Copious research shows that restricting access to abortion doesn't make it any less frequent; it just makes it more likely that women will seek out unsafe, illegal methods. Despite a century of tireless fighting for reproductive justice, this is still a reality for as many as hundreds of thousands of women in America. Though abortion and contraception are no longer banned outright, conservative legislators have worked with alarming efficacy to ensure that both of these things are essentially inaccessible for the most marginalized groups in our country.
I'm feeling desperate and alone, and I know that time is of the essence. Please... is there anything you can do to help?
In April of 1923, a woman wrote to Birth Control Review, blithely referencing the routine way she had tried to terminate pregnancies on her own. "Every time I get that way, I always take everything I can to get out of it, and it never helps me any, only hurts my health," she said.
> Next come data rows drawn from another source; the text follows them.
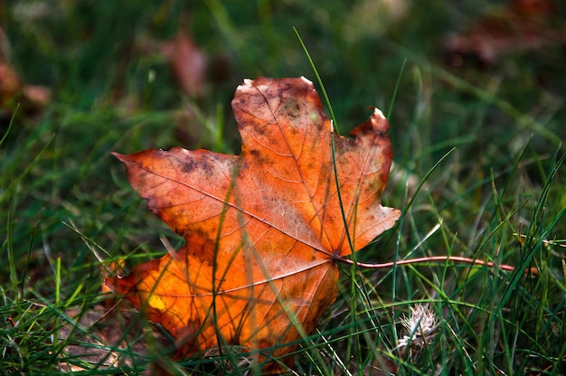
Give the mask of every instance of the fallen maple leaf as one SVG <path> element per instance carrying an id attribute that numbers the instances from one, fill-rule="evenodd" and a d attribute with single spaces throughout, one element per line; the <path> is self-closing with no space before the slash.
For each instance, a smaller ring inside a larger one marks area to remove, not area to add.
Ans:
<path id="1" fill-rule="evenodd" d="M 246 80 L 232 108 L 240 155 L 114 154 L 186 245 L 106 284 L 172 334 L 178 358 L 223 344 L 260 350 L 259 362 L 288 354 L 274 346 L 312 333 L 335 299 L 336 260 L 400 216 L 381 205 L 391 151 L 380 110 L 354 139 L 336 136 L 305 78 Z"/>
<path id="2" fill-rule="evenodd" d="M 499 12 L 477 19 L 465 33 L 446 42 L 450 63 L 460 66 L 465 56 L 493 64 L 510 52 L 540 50 L 566 42 L 566 29 L 554 0 L 511 0 Z"/>

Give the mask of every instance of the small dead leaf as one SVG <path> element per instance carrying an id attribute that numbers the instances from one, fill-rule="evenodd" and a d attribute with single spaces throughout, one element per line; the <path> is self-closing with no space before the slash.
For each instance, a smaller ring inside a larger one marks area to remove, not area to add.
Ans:
<path id="1" fill-rule="evenodd" d="M 180 27 L 173 41 L 160 44 L 161 53 L 169 61 L 183 92 L 188 97 L 200 97 L 206 84 L 207 59 L 204 52 Z"/>
<path id="2" fill-rule="evenodd" d="M 186 245 L 106 284 L 172 334 L 178 358 L 231 344 L 259 350 L 256 362 L 269 362 L 292 352 L 296 345 L 277 345 L 311 334 L 334 302 L 336 259 L 399 218 L 381 204 L 389 125 L 375 109 L 354 139 L 332 134 L 305 78 L 246 80 L 232 108 L 240 155 L 115 154 Z M 271 362 L 263 371 L 281 369 Z"/>

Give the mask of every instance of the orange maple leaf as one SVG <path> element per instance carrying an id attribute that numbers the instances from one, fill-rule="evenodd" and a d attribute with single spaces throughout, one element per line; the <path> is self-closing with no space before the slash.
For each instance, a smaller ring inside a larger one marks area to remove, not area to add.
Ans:
<path id="1" fill-rule="evenodd" d="M 354 139 L 334 135 L 305 78 L 246 80 L 232 108 L 240 155 L 180 147 L 114 154 L 186 245 L 106 284 L 172 334 L 177 358 L 238 344 L 269 362 L 291 352 L 273 346 L 312 333 L 334 302 L 337 258 L 399 218 L 381 204 L 389 125 L 375 109 Z"/>

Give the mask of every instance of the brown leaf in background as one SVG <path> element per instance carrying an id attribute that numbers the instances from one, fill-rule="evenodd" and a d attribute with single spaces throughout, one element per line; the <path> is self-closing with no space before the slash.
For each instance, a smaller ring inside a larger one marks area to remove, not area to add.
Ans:
<path id="1" fill-rule="evenodd" d="M 206 55 L 190 38 L 188 30 L 179 27 L 175 39 L 162 42 L 159 49 L 183 92 L 188 97 L 202 96 L 206 84 Z"/>
<path id="2" fill-rule="evenodd" d="M 10 43 L 0 28 L 0 118 L 9 119 L 18 105 L 24 113 L 34 113 L 51 100 L 51 90 L 21 81 L 8 61 Z"/>
<path id="3" fill-rule="evenodd" d="M 459 66 L 467 56 L 492 64 L 504 53 L 536 50 L 566 42 L 566 25 L 553 0 L 513 0 L 487 14 L 467 31 L 448 38 L 449 63 Z"/>
<path id="4" fill-rule="evenodd" d="M 106 284 L 160 323 L 180 358 L 223 344 L 259 350 L 258 362 L 291 353 L 296 345 L 277 345 L 315 330 L 337 294 L 336 258 L 400 216 L 381 204 L 391 162 L 381 111 L 354 139 L 333 136 L 305 78 L 246 80 L 232 108 L 240 155 L 180 147 L 115 154 L 132 187 L 186 244 Z"/>

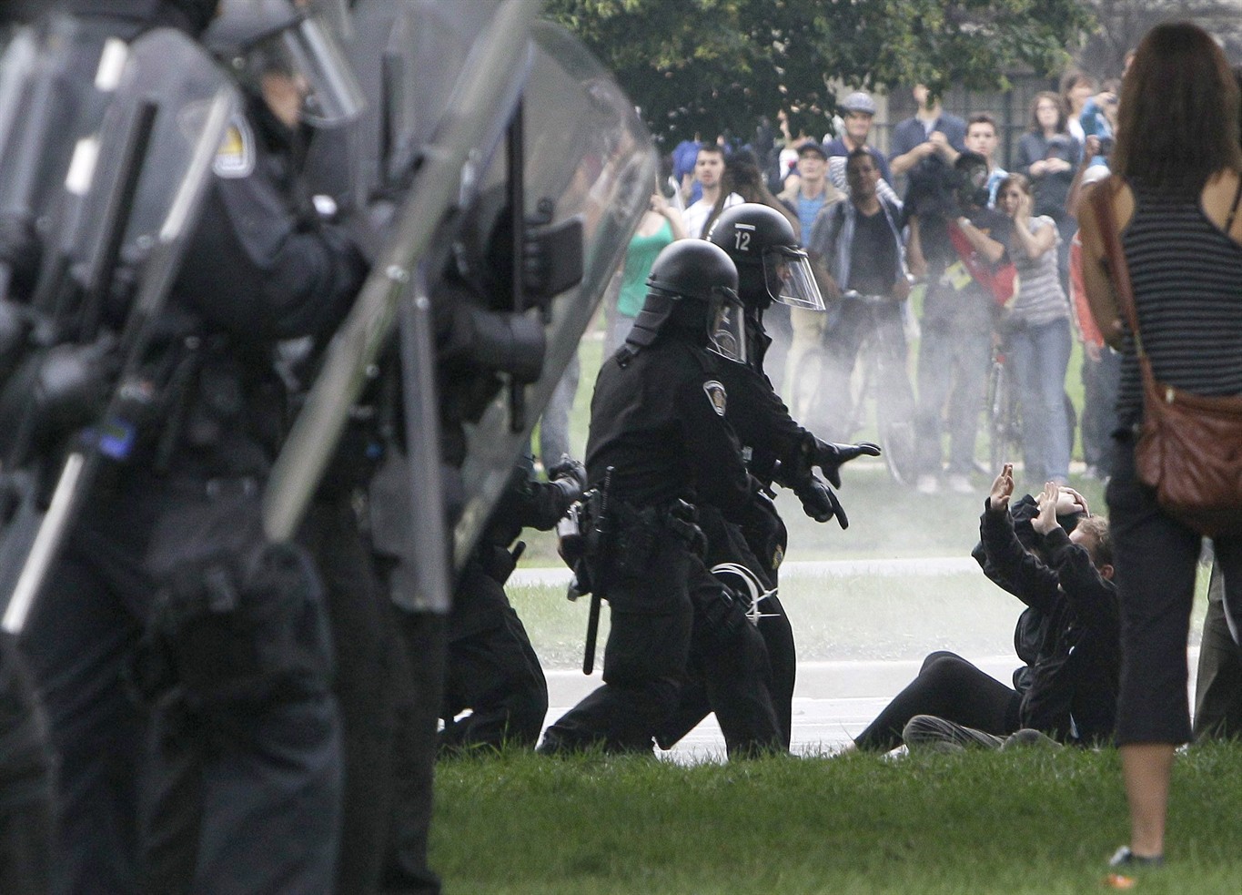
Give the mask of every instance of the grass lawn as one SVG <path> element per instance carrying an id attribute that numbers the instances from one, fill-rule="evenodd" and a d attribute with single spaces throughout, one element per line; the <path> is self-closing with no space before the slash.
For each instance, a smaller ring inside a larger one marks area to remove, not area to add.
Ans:
<path id="1" fill-rule="evenodd" d="M 442 762 L 446 893 L 1099 893 L 1125 839 L 1114 751 L 850 753 L 681 767 Z M 1169 864 L 1141 893 L 1242 890 L 1242 748 L 1179 756 Z"/>

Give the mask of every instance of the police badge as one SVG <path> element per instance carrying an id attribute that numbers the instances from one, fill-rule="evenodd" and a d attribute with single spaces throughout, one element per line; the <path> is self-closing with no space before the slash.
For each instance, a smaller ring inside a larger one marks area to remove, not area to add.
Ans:
<path id="1" fill-rule="evenodd" d="M 707 393 L 707 399 L 712 402 L 712 409 L 715 410 L 718 416 L 724 416 L 724 408 L 729 400 L 729 395 L 724 390 L 724 385 L 718 383 L 715 379 L 710 379 L 703 383 L 703 390 Z"/>

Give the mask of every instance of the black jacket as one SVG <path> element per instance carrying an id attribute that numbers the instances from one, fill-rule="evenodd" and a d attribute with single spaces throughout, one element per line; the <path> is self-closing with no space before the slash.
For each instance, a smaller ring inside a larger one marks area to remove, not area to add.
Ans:
<path id="1" fill-rule="evenodd" d="M 725 416 L 733 397 L 720 365 L 729 363 L 677 331 L 605 360 L 591 398 L 590 484 L 612 466 L 615 498 L 633 507 L 681 498 L 740 520 L 755 489 Z"/>
<path id="2" fill-rule="evenodd" d="M 1013 674 L 1020 721 L 1067 742 L 1109 738 L 1120 669 L 1117 585 L 1064 530 L 1031 535 L 1047 562 L 1023 547 L 1007 511 L 980 517 L 987 567 L 1028 607 L 1013 638 L 1027 663 Z"/>

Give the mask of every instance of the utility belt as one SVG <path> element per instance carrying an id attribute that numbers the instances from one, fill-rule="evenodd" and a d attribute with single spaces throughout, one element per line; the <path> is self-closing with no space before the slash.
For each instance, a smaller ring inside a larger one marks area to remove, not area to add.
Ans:
<path id="1" fill-rule="evenodd" d="M 673 537 L 703 557 L 707 538 L 698 527 L 698 511 L 684 500 L 637 507 L 622 500 L 607 502 L 591 489 L 579 503 L 582 556 L 596 573 L 640 578 L 650 574 L 661 543 Z"/>

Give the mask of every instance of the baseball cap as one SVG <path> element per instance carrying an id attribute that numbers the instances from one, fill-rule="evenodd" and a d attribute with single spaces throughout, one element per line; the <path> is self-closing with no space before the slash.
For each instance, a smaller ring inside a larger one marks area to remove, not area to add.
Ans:
<path id="1" fill-rule="evenodd" d="M 818 140 L 804 140 L 797 144 L 797 154 L 801 158 L 804 153 L 814 152 L 816 155 L 822 158 L 825 162 L 828 159 L 828 152 L 823 148 L 823 144 Z"/>
<path id="2" fill-rule="evenodd" d="M 854 91 L 845 98 L 845 102 L 841 103 L 841 108 L 846 112 L 866 112 L 867 114 L 876 114 L 876 101 L 871 98 L 869 93 Z"/>

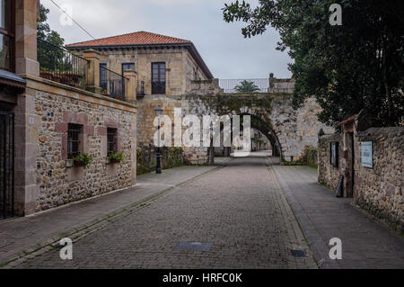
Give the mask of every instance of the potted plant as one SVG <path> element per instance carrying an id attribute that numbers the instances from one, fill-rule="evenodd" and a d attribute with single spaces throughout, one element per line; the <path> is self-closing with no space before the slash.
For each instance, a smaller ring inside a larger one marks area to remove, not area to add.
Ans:
<path id="1" fill-rule="evenodd" d="M 75 166 L 87 167 L 92 162 L 92 157 L 88 154 L 80 154 L 73 158 Z"/>
<path id="2" fill-rule="evenodd" d="M 125 157 L 123 156 L 123 151 L 121 152 L 110 152 L 108 154 L 108 162 L 110 164 L 118 164 L 122 162 Z"/>

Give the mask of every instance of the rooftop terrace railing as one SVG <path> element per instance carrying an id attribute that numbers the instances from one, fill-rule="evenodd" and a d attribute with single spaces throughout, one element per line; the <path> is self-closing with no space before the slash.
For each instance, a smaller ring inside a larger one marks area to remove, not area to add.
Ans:
<path id="1" fill-rule="evenodd" d="M 100 87 L 103 95 L 126 101 L 125 85 L 128 80 L 122 75 L 115 73 L 107 67 L 100 67 Z"/>
<path id="2" fill-rule="evenodd" d="M 40 77 L 85 89 L 87 77 L 85 58 L 38 39 L 38 61 Z"/>
<path id="3" fill-rule="evenodd" d="M 219 80 L 219 86 L 224 93 L 268 93 L 269 79 L 224 79 Z"/>

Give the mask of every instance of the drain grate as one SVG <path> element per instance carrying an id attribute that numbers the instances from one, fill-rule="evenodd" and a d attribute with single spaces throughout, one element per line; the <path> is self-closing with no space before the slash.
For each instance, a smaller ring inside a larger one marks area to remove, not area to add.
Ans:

A few months later, a woman shared a similar account, saying she had tried to prevent pregnancies by using "an antiseptic douche," but that had failed, so she began taking drugs recommended to her by a doctor to induce miscarriage: "I have been using [the drugs] since and fear it will kill me for I am getting weaker every day... I know I cannot live long, constantly taking these awful drugs."
Several decades later, someone emailed Women on Web, describing her own regimen. "I tried taking parsley and vitamin C at 10 weeks, added dong quai and black cohosh a week later, trying an herbal abortion. It didn't work," she said. "I started punching myself in the stomach repeatedly for two days." That didn't work, either. She wondered what options she had left.
Since the dawn of the reproductive rights movement, advocates have argued that forcing unwilling women into motherhood is dehumanizing, unconscionable, and unjust. In 1923, a woman from California described the effects of this type of reproductive oppression as she witnessed them on her own mother. Once "a person of refinement and culture," her mother, who had given birth nine times by the age of 45, had been reduced to "a human breeding machine," she said.
This week, a conservative lawmaker in Oklahoma referred to women in similar terms, while defending a widely maligned law that would require pregnant women to obtain written permission from their sex partners before getting abortions. "I understand that they feel like that is their body," he told the Intercept. "I'm like, hey, your body is your body and be responsible with it. But after you're irresponsible then don't claim, Well, I can just go and do this with another body, when you're the host, and you invited that in."
Even after a century of progress, politicians are still trying to push policies that only recognize pregnant women as "hosts," as ambulatory wombs, as breeding machines. At what point will women be able to know with certainty—rather than just "feeling like"—their bodies are their own?